By: Leah Heim
Everyone should do one or two things they do not think they can do. Me, I met my match in Ball State’s Digital Literature Review.
When I first heard about the journal, I had four more wisdom teeth, thirteen more inches of hair, and a curriculum vitae smaller than my peanut of self-confidence. When Dr. Huff invited me to apply for an editing position in the DLR during my sophomore Victorian Literature class, I thought that it sounded too big for me. There are students who join internationally known journals. I was not one of them. Only after much encouragement (and a wisdom tooth removal) did I finally cave to Dr. Huff’s insistence and join, if hesitantly, the scary Digital Literature Review.
Of course, the experience has been anything but scary, even when I have studied themes like Monsters, Post-Apocalypse, and Utopias and Dystopias. In all seriousness, the next three years would usher in some of the best experiences of my academic life. As a wee sophomore, I learned how to edit like an English machine and how to stand up in front of my peers to passionately defend favorite paper submissions. As a junior, I faced down a lead editor position in the journal, which was an intimidating job that inspired me to cut thirteen inches off my hair in favor of a short, edgier style. Even without my hair, the job was intimidating, but it was so worth it. I learned leadership skills through assigning work to my fellow editors, leading discussions about submissions, and presenting work at public forums like Butler University’s Undergraduate Research Conference.
Amid all this work, though, my classmates and I always found time for fun. I think of blowing off steam before class by watching a YouTube video of tap-dancing noses from a Shostakovich opera. I think of one of my classmates slipping me a tampon to wear behind my ear like a flower while I presented my Carrie research project at the DLR gala.
In addition to this fun, however, is the sheer personal growth I have experienced with my time in the DLR. I think now of the inspiring warrior spirit of my classmates as we raged against the injustices of our current world.
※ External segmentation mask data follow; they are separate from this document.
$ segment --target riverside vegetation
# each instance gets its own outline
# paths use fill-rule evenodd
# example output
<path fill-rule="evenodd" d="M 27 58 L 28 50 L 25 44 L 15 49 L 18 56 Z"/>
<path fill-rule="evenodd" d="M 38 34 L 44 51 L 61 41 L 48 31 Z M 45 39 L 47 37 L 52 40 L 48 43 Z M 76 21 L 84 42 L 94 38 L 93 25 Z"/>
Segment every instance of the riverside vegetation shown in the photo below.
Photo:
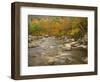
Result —
<path fill-rule="evenodd" d="M 87 64 L 87 18 L 28 16 L 28 65 Z"/>

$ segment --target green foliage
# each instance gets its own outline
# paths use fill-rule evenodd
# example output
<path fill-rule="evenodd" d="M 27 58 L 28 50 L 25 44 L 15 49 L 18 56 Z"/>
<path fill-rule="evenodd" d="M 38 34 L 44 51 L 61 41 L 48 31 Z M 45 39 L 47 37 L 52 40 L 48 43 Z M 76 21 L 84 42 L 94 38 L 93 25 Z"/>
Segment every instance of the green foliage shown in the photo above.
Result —
<path fill-rule="evenodd" d="M 39 31 L 42 31 L 42 27 L 39 24 L 32 24 L 32 22 L 30 21 L 28 25 L 29 34 L 39 35 Z"/>

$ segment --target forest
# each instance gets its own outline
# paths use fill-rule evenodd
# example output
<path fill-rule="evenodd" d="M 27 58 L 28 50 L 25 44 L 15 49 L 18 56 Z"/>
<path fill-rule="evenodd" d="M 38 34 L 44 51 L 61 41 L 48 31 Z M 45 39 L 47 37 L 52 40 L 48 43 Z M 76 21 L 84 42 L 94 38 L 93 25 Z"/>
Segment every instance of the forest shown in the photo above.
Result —
<path fill-rule="evenodd" d="M 67 36 L 77 40 L 87 34 L 86 17 L 29 15 L 28 20 L 28 32 L 30 35 Z"/>
<path fill-rule="evenodd" d="M 88 18 L 28 16 L 28 66 L 87 64 Z"/>

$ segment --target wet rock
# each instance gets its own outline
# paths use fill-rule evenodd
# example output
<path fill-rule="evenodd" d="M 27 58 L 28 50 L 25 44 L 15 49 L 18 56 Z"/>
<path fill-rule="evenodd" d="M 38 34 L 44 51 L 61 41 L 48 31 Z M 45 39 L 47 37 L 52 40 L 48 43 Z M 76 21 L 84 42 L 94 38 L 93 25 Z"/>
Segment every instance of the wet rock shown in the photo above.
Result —
<path fill-rule="evenodd" d="M 71 44 L 65 44 L 64 50 L 71 50 Z"/>
<path fill-rule="evenodd" d="M 72 38 L 72 39 L 69 39 L 69 41 L 70 41 L 70 42 L 74 42 L 75 40 Z"/>
<path fill-rule="evenodd" d="M 52 46 L 49 46 L 49 48 L 51 48 L 51 49 L 54 49 L 55 47 L 56 47 L 56 46 L 53 46 L 53 45 L 52 45 Z"/>
<path fill-rule="evenodd" d="M 28 35 L 28 37 L 29 37 L 29 38 L 31 38 L 31 37 L 32 37 L 32 35 Z"/>
<path fill-rule="evenodd" d="M 38 40 L 38 36 L 32 36 L 32 40 Z"/>
<path fill-rule="evenodd" d="M 74 45 L 72 45 L 73 47 L 77 47 L 77 46 L 79 46 L 80 44 L 78 44 L 78 43 L 76 43 L 76 44 L 74 44 Z"/>
<path fill-rule="evenodd" d="M 29 47 L 29 48 L 38 47 L 38 44 L 35 43 L 35 42 L 31 42 L 31 43 L 28 43 L 28 47 Z"/>
<path fill-rule="evenodd" d="M 31 41 L 32 41 L 32 39 L 31 38 L 28 38 L 28 42 L 31 43 Z"/>
<path fill-rule="evenodd" d="M 62 56 L 62 57 L 67 57 L 68 55 L 70 55 L 70 53 L 66 53 L 66 52 L 64 53 L 63 52 L 63 53 L 60 54 L 60 56 Z"/>
<path fill-rule="evenodd" d="M 54 59 L 54 57 L 47 57 L 47 63 L 49 64 L 49 65 L 51 65 L 51 64 L 54 64 L 54 62 L 55 62 L 55 59 Z"/>
<path fill-rule="evenodd" d="M 79 47 L 79 48 L 84 48 L 84 49 L 86 49 L 86 48 L 87 48 L 87 46 L 86 46 L 86 45 L 79 45 L 79 46 L 77 46 L 77 47 Z"/>
<path fill-rule="evenodd" d="M 48 38 L 48 37 L 49 37 L 49 35 L 44 35 L 44 37 L 45 37 L 45 38 Z"/>
<path fill-rule="evenodd" d="M 71 43 L 69 43 L 70 45 L 75 45 L 77 42 L 71 42 Z"/>

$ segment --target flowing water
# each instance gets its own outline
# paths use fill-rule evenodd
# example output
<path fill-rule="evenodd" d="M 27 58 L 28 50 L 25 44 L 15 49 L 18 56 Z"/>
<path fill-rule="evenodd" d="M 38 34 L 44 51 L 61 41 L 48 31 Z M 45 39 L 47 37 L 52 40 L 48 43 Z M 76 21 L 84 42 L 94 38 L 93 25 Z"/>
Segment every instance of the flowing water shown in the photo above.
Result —
<path fill-rule="evenodd" d="M 29 66 L 87 64 L 87 49 L 65 50 L 64 41 L 54 37 L 39 39 L 37 44 L 28 48 Z"/>

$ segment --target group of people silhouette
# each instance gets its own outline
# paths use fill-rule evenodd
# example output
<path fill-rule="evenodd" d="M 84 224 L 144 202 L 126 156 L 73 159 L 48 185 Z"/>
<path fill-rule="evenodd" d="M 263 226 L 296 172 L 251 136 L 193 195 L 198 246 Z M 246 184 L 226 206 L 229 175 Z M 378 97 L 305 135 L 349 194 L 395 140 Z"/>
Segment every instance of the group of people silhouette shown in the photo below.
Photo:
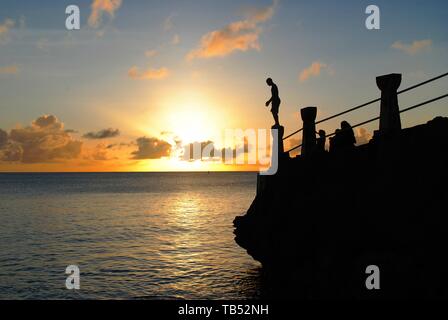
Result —
<path fill-rule="evenodd" d="M 266 79 L 266 84 L 271 87 L 271 98 L 266 101 L 266 107 L 271 105 L 272 116 L 274 117 L 275 126 L 280 126 L 279 122 L 279 109 L 280 109 L 280 96 L 278 91 L 278 86 L 274 83 L 271 78 Z M 326 152 L 325 144 L 327 135 L 324 130 L 319 130 L 317 132 L 319 138 L 316 141 L 315 151 L 318 153 Z M 341 128 L 336 129 L 334 135 L 330 138 L 330 149 L 329 152 L 341 152 L 350 151 L 355 147 L 356 137 L 352 126 L 347 121 L 341 122 Z"/>
<path fill-rule="evenodd" d="M 325 152 L 325 143 L 327 141 L 327 134 L 324 130 L 317 132 L 319 138 L 316 141 L 316 152 Z M 340 151 L 349 151 L 355 147 L 356 137 L 353 128 L 347 121 L 341 122 L 341 128 L 336 129 L 333 137 L 330 138 L 329 152 L 335 153 Z"/>
<path fill-rule="evenodd" d="M 355 147 L 356 137 L 352 126 L 347 121 L 341 122 L 341 128 L 336 129 L 330 138 L 330 152 L 350 151 Z"/>

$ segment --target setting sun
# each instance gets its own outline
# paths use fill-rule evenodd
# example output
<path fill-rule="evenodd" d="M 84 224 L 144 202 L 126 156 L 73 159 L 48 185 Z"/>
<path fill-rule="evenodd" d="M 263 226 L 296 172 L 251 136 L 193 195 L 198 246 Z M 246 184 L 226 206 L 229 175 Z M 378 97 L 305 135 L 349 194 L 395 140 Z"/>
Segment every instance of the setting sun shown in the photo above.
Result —
<path fill-rule="evenodd" d="M 223 128 L 223 112 L 217 111 L 211 99 L 198 92 L 168 98 L 164 102 L 167 131 L 183 143 L 217 139 Z"/>

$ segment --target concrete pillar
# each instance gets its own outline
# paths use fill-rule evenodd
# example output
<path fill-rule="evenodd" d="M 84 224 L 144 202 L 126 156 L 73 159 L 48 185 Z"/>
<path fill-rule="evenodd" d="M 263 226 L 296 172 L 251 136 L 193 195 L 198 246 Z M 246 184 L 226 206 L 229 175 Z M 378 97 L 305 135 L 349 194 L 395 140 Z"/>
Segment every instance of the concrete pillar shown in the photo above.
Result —
<path fill-rule="evenodd" d="M 376 78 L 381 90 L 380 135 L 393 134 L 401 130 L 400 110 L 397 90 L 401 84 L 401 74 L 392 73 Z"/>
<path fill-rule="evenodd" d="M 307 107 L 300 110 L 303 120 L 302 156 L 313 152 L 316 147 L 316 107 Z"/>
<path fill-rule="evenodd" d="M 285 127 L 283 126 L 277 126 L 274 125 L 271 127 L 271 135 L 272 137 L 275 137 L 273 134 L 273 130 L 277 129 L 277 141 L 274 141 L 274 143 L 277 143 L 278 146 L 278 154 L 282 155 L 285 152 L 285 148 L 283 145 L 283 136 L 285 135 Z"/>

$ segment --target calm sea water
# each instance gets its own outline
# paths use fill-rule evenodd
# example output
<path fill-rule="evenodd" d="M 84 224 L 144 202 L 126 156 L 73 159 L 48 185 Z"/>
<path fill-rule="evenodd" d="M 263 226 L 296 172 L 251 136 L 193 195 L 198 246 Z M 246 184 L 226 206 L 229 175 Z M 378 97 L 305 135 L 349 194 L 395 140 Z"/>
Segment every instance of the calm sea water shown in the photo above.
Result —
<path fill-rule="evenodd" d="M 256 298 L 232 226 L 255 189 L 251 173 L 0 174 L 0 299 Z"/>

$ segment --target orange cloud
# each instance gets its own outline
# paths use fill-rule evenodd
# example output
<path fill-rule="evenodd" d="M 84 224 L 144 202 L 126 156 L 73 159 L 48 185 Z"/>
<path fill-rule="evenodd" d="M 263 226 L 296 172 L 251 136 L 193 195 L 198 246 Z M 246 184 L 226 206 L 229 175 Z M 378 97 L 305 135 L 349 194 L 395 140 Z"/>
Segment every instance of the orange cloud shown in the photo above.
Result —
<path fill-rule="evenodd" d="M 0 67 L 0 74 L 17 74 L 17 73 L 19 73 L 19 67 L 16 65 Z"/>
<path fill-rule="evenodd" d="M 327 68 L 325 63 L 319 61 L 313 62 L 308 68 L 302 70 L 299 75 L 300 82 L 304 82 L 311 77 L 317 77 L 320 75 L 322 69 Z"/>
<path fill-rule="evenodd" d="M 160 69 L 148 69 L 140 71 L 136 66 L 133 66 L 128 71 L 129 78 L 133 80 L 161 80 L 170 75 L 170 71 L 163 67 Z"/>
<path fill-rule="evenodd" d="M 370 134 L 366 128 L 356 128 L 355 129 L 355 137 L 356 137 L 356 144 L 362 145 L 367 144 L 372 139 L 372 134 Z"/>
<path fill-rule="evenodd" d="M 272 18 L 278 0 L 264 8 L 246 10 L 246 19 L 232 22 L 223 29 L 211 31 L 202 36 L 198 48 L 187 54 L 187 60 L 195 58 L 224 57 L 235 51 L 260 50 L 259 24 Z"/>
<path fill-rule="evenodd" d="M 111 18 L 115 16 L 115 11 L 120 8 L 122 0 L 94 0 L 92 3 L 92 13 L 89 17 L 89 25 L 97 28 L 103 17 L 103 13 L 108 13 Z"/>
<path fill-rule="evenodd" d="M 419 53 L 424 49 L 430 48 L 432 45 L 432 40 L 416 40 L 411 44 L 402 43 L 401 41 L 396 41 L 392 44 L 392 48 L 406 52 L 407 54 L 414 55 Z"/>

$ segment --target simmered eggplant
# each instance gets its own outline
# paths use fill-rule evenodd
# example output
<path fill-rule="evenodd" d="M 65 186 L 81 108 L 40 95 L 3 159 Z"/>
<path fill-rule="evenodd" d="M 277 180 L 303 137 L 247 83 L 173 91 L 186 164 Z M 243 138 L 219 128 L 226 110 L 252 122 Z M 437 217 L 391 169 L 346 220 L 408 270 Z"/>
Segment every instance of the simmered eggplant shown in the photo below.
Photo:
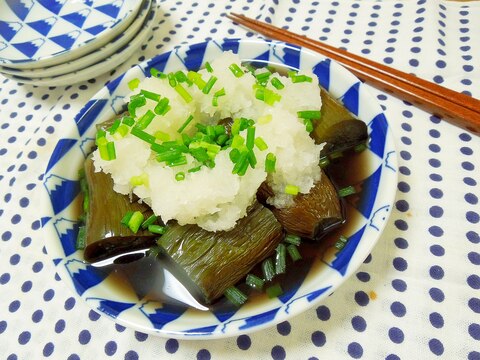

I think of how the fire in our eyes combusted into action when we stood up in front of an audience at the DLR gala and dared to speak out about things like climate change, governmental corruption, and nuclear holocaust—things some people only stare down in their nightmares. The subjects I became passionate about in the DLR, like Julia Kristeva’s theory of the abject, ecofeminism, and post-apocalyptic theory, have become the staples of my literary interests. For example, I am mapping out an ecofeminist, postmodernist retelling of Anna Karenina for my Honors Thesis, and I have recently submitted a paper on abjection to a graduate conference in Illinois.
Because of the Digital Literature Review’s important role in developing my sense of self, I am thrilled to be participating in the journal as this year’s teacher’s assistant. I have contributed to class discussions while also leading some of them, and I have helped students develop topics for their research papers. When someone struggles with the logistical aspects of running the journal, I drop a few hints here and there to get things on the right track again. Each of my TA duties, however, plays an important role in my greater intentions of continuing work with the journal: I hope to make the experience mean as much for this year’s students as it has meant for me. I want to ensure the continued success of a journal that has come to shape not only my academic life but also—in a very real way—my identity as a person.
In the introduction for last year’s journal, I compare the DLR to a table; around this table, my classmates and I have discussed subjects that have frightened me. However, in a yearlong, intimate class like the DLR, students develop the trust and support to plumb these difficult subjects and devote themselves to academic bravery—skills which, I imagine, will only become more and more important as our lives progress. I could talk a parent’s ear off about how the DLR offers their college kid opportunities for professional growth—conferences, research papers, teamwork, etc.—but to students I think I would say that the DLR turns nervous sophomores into seniors ready for graduation, doctoral programs, and beyond.
All it will cost them is four wisdom teeth, thirteen inches of hair, and their fear.